In multivariate analyses controlled for RF status, ESR, baseline radiographic damage, and treatment, subjects with the highest baseline RANKL were at a greater than 4-fold higher risk of 5 year radiographic progression compared with those with the lowest baseline levels (OR 4.4 (95% CI 1.5 13)). In contrast, those with the highest baseline OPG levels were protected against radiographic progression (OR 0.29 (95% CI 0.10 0.85)). Subjects with high RANKL and low OPG at baseline had an average radiographic progression score of 8 Sh/VdH units per year compared to 2 Sh/VdH units per year in those with low RANKL and high OPG at baseline.

Conclusions:

The ratio of OPG to RANKL is clinically predictive of long-term radiographic progression in early untreated RA, particularly when baseline inflammation is also considered.

Editorial Comment:

This is a creative and very elegant clinical study that helps to clarify the key molecular participants in the pathway to erosive damage in RA. In particular, it may partially explain the disconnect between inflammation and joint damage that is sometimes seen subsets of RA patients. In these subsets, high levels of inflammatory activity may at times be associated with relatively little joint damage whereas in others, relatively mild inflammatory activity may be associated with accelerated erosive disease. Previous work from this group, using subjects from this same cohort, has emphasized the importance of fluctuations in inflammation over time and RF seropositivity on radiographic progression. Thus, further work will undoubtedly examine the effect of fluctuations in RANKL:OPG over time (particularly with respect to treatment with biologic and non-biologic DMARDs) and the role of RF, CCP antibodies, and the interaction of the inherited HLA-DR4 shared epitope.

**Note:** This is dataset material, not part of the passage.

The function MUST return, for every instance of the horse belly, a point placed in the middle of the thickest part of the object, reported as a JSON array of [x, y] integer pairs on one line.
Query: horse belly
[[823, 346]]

One concern with the present study is that serum levels of RANKL and OPG may not be truly reflective of synovial levels (i.e. those directly leading to joint damage). However, given the robust results detected here using serum levels, results using synovial levels would likely be equal, if not superior, to those presented here.

On a practical note, RANKL is not a commercially available at this time for routine measurement in the clinic. Additional work will be needed to determine whether routine measurement and determination of OPG and RANKL dynamics has any role in predicting disease outcomes on an individual patient basis.